Elucidating whole-genome duplication and triplication events that occurred during early vertebrate evolution 500 million years ago

It has been hypothesized that two rounds of whole-genome duplication occurred during the evolutionary transition from invertebrates to vertebrates, facilitating increased morphological complexity. However, validating genomic changes from 500 million years ago is difficult owing to limited evidence of ancestral genome structure in early vertebrate lineages. To investigate this, we have developed methods to reconstruct ancestral vertebrate genomes, aiming to validate ancient whole-genome duplication (WGD) events. In [2], we created a computational method to infer post-WGD genome structure by analyzing duplicated gene distributions in the human genome. Our results confirmed two WGD events in early vertebrate evolution, producing a 2 × 2 = 4-fold  whole-genome duplication. In [5], we applied this method to the Japanese lamprey genome, a cyclostome species distantly related to humans. The reconstructed protocyclostome  genome revealed a 2 × 3 = 6-fold duplication, rather than the previously hypothesized 2 × 2 = 4-fold or 2 × 2 × 2 = 8-fold duplications. This finding uncovered a previously unknown whole-genome triplication event in the early cyclostomes (Fig. 2). These polyploidization events contributed to the emergence of complex developmental pathways and adaptive immune systems. We are also investigating the genetic mechanisms that enabled these biological innovations during and after polyploidization.

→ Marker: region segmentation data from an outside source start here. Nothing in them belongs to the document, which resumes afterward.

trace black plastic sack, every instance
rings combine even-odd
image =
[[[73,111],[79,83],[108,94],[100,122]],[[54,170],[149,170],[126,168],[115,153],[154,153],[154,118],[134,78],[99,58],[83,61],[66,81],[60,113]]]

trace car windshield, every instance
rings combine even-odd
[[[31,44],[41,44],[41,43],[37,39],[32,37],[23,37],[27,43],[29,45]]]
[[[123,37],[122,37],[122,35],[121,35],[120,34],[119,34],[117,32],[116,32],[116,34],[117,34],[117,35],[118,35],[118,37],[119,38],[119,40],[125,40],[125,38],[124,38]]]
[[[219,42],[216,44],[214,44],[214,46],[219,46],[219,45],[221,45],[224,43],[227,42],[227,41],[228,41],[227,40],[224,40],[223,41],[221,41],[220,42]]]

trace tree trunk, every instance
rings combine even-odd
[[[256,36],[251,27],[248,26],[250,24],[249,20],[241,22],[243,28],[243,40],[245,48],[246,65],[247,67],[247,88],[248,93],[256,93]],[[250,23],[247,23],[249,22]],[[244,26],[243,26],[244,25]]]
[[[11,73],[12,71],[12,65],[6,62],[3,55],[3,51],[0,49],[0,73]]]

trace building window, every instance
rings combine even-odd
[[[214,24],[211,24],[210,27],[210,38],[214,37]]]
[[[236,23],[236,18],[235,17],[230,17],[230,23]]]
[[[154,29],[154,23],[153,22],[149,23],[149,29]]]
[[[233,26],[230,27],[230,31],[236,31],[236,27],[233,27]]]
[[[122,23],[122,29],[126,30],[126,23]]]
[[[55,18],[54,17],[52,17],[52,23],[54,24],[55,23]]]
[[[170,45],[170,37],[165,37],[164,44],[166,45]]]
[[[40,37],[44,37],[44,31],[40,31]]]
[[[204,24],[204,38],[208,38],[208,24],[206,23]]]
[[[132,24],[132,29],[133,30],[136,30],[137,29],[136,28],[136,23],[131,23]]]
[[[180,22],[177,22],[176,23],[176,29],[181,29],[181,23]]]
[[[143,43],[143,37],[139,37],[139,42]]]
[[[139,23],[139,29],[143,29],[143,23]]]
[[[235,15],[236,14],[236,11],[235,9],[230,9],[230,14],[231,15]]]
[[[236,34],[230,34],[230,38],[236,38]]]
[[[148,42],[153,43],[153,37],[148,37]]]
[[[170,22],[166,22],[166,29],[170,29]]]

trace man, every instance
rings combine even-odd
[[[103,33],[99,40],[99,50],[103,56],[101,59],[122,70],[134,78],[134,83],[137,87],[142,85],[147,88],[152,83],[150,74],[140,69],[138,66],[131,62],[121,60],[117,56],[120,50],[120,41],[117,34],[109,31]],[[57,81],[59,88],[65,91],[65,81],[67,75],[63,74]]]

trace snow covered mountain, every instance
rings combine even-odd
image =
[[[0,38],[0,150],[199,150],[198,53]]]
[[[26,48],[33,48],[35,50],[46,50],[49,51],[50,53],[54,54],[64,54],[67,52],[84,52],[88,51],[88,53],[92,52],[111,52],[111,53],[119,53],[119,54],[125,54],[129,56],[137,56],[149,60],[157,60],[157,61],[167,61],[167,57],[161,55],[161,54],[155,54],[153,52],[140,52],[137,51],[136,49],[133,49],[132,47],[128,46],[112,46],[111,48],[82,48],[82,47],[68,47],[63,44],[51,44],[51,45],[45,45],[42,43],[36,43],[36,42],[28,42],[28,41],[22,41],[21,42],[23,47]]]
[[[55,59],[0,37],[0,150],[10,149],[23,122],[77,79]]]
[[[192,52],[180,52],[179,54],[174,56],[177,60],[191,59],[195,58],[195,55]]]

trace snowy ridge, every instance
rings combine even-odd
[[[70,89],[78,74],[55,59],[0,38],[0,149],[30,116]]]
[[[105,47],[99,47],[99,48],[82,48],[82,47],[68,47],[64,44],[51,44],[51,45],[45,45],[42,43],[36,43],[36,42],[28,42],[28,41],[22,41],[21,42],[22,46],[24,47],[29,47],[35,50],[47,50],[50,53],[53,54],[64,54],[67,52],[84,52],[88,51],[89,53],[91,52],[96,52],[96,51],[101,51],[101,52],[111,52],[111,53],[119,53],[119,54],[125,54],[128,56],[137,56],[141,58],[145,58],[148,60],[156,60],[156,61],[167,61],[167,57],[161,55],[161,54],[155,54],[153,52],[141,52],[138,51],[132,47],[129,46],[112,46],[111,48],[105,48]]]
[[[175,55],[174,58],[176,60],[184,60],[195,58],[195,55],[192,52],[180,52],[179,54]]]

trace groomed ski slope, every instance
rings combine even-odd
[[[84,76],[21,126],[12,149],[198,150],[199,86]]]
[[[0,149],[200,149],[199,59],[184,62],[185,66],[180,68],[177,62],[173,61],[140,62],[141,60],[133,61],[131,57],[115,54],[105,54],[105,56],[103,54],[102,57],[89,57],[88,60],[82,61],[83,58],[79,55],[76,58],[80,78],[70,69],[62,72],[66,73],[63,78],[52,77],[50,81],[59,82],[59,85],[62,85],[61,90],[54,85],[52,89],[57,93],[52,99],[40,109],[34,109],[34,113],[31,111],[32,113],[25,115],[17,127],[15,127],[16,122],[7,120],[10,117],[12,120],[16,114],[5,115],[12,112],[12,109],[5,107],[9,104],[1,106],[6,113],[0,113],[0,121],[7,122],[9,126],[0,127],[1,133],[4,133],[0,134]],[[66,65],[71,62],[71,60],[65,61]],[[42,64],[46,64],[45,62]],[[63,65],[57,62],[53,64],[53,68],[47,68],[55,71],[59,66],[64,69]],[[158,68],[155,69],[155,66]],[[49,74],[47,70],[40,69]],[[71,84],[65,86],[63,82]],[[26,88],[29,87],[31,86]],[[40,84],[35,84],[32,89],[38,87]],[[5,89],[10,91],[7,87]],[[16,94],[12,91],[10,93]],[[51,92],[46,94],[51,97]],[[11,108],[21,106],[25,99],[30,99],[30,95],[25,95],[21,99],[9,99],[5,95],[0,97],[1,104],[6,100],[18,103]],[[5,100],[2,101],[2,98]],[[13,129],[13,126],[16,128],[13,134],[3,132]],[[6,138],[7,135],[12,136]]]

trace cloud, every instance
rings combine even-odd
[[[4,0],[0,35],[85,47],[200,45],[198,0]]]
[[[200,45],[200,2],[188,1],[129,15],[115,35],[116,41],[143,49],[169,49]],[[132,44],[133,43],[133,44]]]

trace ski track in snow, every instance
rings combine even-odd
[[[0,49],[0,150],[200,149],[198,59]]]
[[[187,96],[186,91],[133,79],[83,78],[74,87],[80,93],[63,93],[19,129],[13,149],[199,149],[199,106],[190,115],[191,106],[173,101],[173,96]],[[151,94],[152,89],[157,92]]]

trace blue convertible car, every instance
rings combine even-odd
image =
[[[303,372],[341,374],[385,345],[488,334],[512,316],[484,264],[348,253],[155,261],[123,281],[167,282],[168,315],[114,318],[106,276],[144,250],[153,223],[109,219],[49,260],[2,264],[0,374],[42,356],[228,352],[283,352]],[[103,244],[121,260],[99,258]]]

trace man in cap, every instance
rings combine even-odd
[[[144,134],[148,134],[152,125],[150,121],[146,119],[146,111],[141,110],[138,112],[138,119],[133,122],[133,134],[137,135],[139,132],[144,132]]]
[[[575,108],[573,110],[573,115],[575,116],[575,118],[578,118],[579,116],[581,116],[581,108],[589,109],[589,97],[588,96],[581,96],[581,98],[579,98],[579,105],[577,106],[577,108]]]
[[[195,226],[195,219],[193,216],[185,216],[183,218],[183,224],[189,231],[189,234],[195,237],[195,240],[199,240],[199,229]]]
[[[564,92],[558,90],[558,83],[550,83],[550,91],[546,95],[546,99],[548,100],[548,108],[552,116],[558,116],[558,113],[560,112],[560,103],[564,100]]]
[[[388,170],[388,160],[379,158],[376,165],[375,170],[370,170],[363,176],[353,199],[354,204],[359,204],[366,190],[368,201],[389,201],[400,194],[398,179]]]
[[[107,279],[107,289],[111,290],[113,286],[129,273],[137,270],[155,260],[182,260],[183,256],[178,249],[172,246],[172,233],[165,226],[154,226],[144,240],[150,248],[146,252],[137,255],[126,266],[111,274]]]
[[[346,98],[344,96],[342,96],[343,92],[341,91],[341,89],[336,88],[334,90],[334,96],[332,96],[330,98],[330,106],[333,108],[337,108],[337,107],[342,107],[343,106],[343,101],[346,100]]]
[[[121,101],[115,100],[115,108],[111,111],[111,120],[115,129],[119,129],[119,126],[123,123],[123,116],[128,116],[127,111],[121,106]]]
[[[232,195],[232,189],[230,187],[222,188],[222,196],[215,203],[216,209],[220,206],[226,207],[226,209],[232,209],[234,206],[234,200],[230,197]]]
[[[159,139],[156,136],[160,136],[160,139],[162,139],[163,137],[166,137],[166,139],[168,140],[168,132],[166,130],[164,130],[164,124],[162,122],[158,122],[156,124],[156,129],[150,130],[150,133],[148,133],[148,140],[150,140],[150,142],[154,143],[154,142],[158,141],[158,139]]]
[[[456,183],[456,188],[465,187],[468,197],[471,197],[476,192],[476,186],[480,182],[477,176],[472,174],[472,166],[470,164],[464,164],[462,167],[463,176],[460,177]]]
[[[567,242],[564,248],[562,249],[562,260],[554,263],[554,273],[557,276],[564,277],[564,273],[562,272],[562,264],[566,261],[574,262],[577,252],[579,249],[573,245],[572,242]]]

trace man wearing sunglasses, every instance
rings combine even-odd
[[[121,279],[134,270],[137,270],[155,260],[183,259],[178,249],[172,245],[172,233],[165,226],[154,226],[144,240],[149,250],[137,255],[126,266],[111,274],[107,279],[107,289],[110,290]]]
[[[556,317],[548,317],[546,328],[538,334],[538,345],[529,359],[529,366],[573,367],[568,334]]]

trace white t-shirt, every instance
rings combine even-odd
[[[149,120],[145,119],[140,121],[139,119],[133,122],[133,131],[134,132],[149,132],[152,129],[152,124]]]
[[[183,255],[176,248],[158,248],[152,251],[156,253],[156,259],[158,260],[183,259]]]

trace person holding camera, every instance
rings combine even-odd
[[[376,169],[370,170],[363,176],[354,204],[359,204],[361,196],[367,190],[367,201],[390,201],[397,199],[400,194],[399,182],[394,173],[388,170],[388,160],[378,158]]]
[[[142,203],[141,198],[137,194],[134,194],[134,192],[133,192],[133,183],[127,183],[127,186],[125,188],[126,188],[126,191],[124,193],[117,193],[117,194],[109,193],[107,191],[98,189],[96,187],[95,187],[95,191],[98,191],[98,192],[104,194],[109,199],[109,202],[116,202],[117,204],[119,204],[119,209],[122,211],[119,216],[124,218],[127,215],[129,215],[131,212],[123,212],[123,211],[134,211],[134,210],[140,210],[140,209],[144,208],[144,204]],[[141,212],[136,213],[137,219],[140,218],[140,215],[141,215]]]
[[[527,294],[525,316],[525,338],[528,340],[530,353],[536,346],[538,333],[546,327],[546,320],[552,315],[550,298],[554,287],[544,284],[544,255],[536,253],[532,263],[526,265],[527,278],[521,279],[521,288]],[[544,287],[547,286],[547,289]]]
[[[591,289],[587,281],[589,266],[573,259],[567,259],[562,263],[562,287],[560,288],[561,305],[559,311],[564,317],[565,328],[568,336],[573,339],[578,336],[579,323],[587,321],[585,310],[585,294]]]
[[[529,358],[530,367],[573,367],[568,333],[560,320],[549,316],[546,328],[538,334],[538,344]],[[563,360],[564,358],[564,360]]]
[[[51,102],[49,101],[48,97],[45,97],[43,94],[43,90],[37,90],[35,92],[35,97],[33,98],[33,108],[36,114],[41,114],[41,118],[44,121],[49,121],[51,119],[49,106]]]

Multiomics and spatial transcriptomics analysis of clonal evolution during tumorigenesis

How can understanding WGDs from 500 million years ago improve our knowledge of the human genome? Research has shown that cancer genomes frequently undergo large-scale structural changes, including WGDs and chromosomal copy-number aberrations. To explore the link between organismal and cancer genome evolution, we have conducted structural analyses of cancer genomes. In [6], we identified distinct patterns of chromosomal copy-number aberrations, along with frequent WGDs, during the development of pancreatic neuroendocrine tumors. To better understand the disease mechanisms driving these alterations, we are using spatial transcriptomics to investigate clonal evolution during tumorigenesis (Fig. 3).

As outlined above, we have analyzed diverse biomedical data using our expertise in informatics and statistics. As a bioinformatics laboratory, we primarily focus on computational and mathematical analyses; however, we also collaborate on data analysis with the Research Institute for Microbial Diseases and the University of Osaka. Through analysis of cutting-edge data, we aim to advance bioinformatics at the intersection of evolutionary genomics and medical genome science.